Have you ever noticed how many animals, ourselves included, have a primal instinct to orient to the light?
We know that our circadian rhythms are set by our access to sunlight. We need to expose ourselves to sunlight at certain times and frequencies so that we have regular sleep schedules. We know that we are more productive, have more energy and feel generally happier when we are exposed to moderate amounts of sunlight. Your pets know it too. In the midst of the dark days of winter (here in the northern hemisphere, anyway), when the sun makes an appearance, the dog is the first to find the narrow patch of sunlight streaming onto the floor in order to bask in it. Once I notice, I immediately move to be there as well.
Our bodies benefit from this most direct form of vitamin D generation, much moreso than with that found in supplements for our food. This nourishment is not only preventative in nature, helping our bodies operate soundly, it also has a healing effect when we are out of balance. Lay in the sun for even just twenty minutes when you don’t feel well and you will find this to be true.

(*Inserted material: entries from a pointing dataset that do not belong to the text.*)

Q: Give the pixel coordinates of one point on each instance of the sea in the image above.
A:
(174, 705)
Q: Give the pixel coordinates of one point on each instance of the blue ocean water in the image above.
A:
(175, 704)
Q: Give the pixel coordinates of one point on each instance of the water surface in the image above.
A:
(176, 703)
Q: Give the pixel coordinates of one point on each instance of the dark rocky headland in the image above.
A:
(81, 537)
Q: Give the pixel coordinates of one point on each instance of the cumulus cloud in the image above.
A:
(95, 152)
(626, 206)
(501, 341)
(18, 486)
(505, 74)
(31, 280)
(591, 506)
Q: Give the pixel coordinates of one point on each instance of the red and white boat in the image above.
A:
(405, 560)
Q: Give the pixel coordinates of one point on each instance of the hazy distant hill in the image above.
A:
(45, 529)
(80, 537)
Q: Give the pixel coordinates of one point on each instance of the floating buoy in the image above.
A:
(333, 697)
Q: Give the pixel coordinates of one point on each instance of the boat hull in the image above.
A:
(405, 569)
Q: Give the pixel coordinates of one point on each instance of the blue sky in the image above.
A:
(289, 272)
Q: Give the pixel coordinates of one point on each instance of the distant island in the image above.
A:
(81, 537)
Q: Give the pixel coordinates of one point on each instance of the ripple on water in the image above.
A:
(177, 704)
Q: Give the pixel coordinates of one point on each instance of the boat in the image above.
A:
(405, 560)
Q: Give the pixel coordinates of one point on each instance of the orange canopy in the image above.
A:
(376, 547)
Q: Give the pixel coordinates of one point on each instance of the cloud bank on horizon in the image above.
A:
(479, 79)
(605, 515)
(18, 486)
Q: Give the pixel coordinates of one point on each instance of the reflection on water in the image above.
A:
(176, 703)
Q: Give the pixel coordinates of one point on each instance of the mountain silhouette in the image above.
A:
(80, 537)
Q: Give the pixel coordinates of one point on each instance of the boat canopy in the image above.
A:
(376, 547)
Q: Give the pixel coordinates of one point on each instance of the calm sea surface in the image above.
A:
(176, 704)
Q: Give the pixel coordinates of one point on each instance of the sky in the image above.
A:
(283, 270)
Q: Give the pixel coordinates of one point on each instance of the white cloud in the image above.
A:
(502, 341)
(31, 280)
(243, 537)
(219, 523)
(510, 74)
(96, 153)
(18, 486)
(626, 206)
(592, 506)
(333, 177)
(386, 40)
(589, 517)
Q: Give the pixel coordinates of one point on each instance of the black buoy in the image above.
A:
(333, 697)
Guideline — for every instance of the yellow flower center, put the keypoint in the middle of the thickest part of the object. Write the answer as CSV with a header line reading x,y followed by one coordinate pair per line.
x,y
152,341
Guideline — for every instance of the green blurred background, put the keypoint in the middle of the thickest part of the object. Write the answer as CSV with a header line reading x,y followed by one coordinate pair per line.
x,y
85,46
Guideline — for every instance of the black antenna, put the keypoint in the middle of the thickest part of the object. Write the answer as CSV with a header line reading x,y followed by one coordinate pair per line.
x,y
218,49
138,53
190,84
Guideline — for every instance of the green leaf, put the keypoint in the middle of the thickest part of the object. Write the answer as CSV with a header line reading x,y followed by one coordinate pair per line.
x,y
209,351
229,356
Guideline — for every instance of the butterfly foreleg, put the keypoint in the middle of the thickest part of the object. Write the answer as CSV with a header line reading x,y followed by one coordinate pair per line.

Look to human rituals and you will find light as an extremely important and often reverent factor in ceremony. From lighting the candle to guide a loved one’s spirit when leaving the earthly plane, to tracking the movements of the sun throughout the year so that we know when to celebrate and welcome again, the longer, more light-filled days. Explore through some idioms and metaphors in the English language, for instance, and you will find a role for seeking light as that of providing hope, presence and resilience within the lived experience —
- someone being like ‘a ray of sunshine’ in their presence;
- looking for ‘the light at the end of the tunnel’;
- seeming ‘lit up’ when talking passionately;
- seeing another as ‘the light of your life’;
- assuring that ‘brighter days are ahead’; and,
- being led by a ‘guiding light’.
Let us consider what it means to orient to the light in a spiritual sense.
Perhaps you are familiar with various religious imagery that cast those most exalted ones in a frame of sun rays, as if their power and presence is being beamed directly from the sun itself. Or, from stories and text, such as the oft-quoted passage from Genesis in the Bible: “let there be light!” What about the many tellings of the all encompassing, experience of oneness and bright white light that has been glimpsed in experiences of altered consciousness or those described as ‘near death’? Pervasive themes that remain consistent across cultures and throughout generations often point towards important eternal truths.
I do not want for much when standing in a warming ray of sunlight.
How might we live if we were to orient to light — as a conscious action, as a reverent choice to receive the wisdom, guidance and sense of wholeness that is there waiting for us to notice it?
When you next catch glimpse of a nearby sunbeam, use the occasion to accept that gift — in all of its fullness and richness. Use it as a cue to step into it and unburden, let go, lighten your mental, emotional and physical load. Breathe it in deeply and receive this restorative, universal offering. Let the sensation of wholeness fill you up, so much so that you feel as one with the light. Be the light. Savor that moment of oneness and let it be your guide to coming home again, to that which is most true.